Default agent memory is store-backed and scoped to the agent name. A restarted
agent with the same micro.WithStore(...) and name reloads conversation history
from the history key in agent/<name> state. If you pass micro.WithMemory(...),
you own that backend; if you pass agent.NewInMemory(...), memory disappears on
restart.
The built-in plan tool also saves the current plan to the same scoped agent
state, so a later turn can pick up the saved plan. When memory does not persist,
check that all of these are stable across restarts:
micro.NewAgent("support", ...)),micro.WithStore(...) or the process default),Memory implementation replaced the default,If a flow triggered the agent, inspect the flow too. The flow history tells you which durable stage dispatched to the agent and whether a run is still pending:
micro inspect flow intake
micro inspect flow intake --pending
micro inspect flow intake --stage notify
micro inspect flow intake --json
The older flow-specific command remains available for listing runs:
micro flow runs intake
Use the flow run id and the agent run id together when debugging handoffs: the flow explains why work started and where it checkpointed; the agent run explains which model/tool steps happened after the handoff.

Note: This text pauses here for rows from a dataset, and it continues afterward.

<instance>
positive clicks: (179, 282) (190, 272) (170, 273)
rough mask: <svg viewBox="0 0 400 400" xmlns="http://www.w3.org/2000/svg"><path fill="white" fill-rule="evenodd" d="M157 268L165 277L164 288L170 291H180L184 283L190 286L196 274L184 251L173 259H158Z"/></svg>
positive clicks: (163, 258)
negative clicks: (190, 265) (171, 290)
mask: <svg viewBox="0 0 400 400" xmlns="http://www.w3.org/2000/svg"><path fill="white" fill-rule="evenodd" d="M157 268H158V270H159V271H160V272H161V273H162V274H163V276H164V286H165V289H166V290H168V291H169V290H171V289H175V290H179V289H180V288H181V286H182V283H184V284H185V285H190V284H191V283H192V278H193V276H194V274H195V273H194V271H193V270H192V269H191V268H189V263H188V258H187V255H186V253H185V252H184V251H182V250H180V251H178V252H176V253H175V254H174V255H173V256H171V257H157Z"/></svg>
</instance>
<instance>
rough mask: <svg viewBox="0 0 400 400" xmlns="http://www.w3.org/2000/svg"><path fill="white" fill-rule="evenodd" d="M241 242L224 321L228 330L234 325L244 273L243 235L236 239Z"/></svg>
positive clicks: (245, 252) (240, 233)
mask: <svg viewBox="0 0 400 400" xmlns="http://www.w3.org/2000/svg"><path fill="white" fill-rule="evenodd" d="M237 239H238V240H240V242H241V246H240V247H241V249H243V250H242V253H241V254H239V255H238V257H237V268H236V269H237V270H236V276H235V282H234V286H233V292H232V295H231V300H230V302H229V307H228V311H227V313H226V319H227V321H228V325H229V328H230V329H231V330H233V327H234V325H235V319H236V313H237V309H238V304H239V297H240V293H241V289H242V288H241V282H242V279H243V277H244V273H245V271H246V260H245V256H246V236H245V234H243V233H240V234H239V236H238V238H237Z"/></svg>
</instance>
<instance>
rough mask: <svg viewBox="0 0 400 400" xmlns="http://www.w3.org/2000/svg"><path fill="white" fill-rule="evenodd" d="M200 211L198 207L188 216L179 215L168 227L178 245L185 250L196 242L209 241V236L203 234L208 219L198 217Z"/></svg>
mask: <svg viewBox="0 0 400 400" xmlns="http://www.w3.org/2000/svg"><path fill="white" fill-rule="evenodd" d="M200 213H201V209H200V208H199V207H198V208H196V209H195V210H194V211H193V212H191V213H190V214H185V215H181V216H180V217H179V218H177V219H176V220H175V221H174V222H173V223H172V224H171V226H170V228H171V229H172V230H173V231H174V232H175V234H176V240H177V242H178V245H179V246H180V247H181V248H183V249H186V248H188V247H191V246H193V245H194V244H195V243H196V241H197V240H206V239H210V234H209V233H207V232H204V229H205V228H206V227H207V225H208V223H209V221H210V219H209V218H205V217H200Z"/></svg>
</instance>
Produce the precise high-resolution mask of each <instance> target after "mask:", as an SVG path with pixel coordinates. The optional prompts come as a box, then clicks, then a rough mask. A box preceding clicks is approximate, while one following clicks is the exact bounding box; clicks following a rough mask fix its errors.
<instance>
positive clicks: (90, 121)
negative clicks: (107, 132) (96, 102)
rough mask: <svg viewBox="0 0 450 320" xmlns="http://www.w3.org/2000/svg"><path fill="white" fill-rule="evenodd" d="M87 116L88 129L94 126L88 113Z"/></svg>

For local CLI debugging, micro inspect is the fastest path. For production or
multi-service debugging, configure an OpenTelemetry tracer provider on the agent:
ag := micro.NewAgent("support",
micro.AgentTraceProvider(tp),
)
Trace ids flow into the recorded run summaries, so you can pivot between
micro inspect agent support --trace <prefix> and your trace backend. Keep
agent.TraceInputs(true) off unless your observability backend is approved to
store prompt content.
| Symptom | What to inspect | Common fix |
|---|---|---|
| Agent answers without calling a service | micro services, direct micro call, then micro inspect agent <name> | Register the service, include it in micro.AgentServices(...), or improve endpoint comments and examples. |
| Agent loops or burns steps | micro inspect agent <name> --status error and wrapper logs | Add or lower micro.AgentMaxSteps(...) / micro.AgentLoopLimit(...); move predictable work into a flow. |
| Tool is refused before it runs | Wrapper logs, ToolResult.Refused, micro inspect agent <name> --status refused | Update micro.AgentApproveTool(...) policy or prompt the user for explicit approval before retrying. |
| Memory is missing after restart | Agent name, store backend, WithMemory, compaction/retrieval settings | Use the default store-backed memory with a persistent store, or persist your custom memory backend. |
| Flow handoff appears stuck | micro inspect flow <flow> --pending, then micro inspect agent <agent> | Resume or fail the pending flow run; confirm the dispatched agent completed or timed out. |
| Provider failed or timed out | micro inspect agent <name> --status timeout / --status rate_limited | Retry with the same provider/model, raise deadlines where appropriate, or enable provider retries for transient errors. |
| Tool call appears as assistant text | Agent run history and provider conformance checks | Keep provider packages current; Go Micro normalizes provider-emitted text tool calls, and conformance tests guard this behavior. |
When you cannot explain the run locally, include:
micro inspect agent <agent> --limit 5 --json
micro inspect flow <flow> --limit 5 --json
micro services
micro call <service> <Handler.Method> '{}'
Redact secrets and user data. If you enabled agent.TraceInputs(true), inspect the
JSON before sharing it because prompts may be present.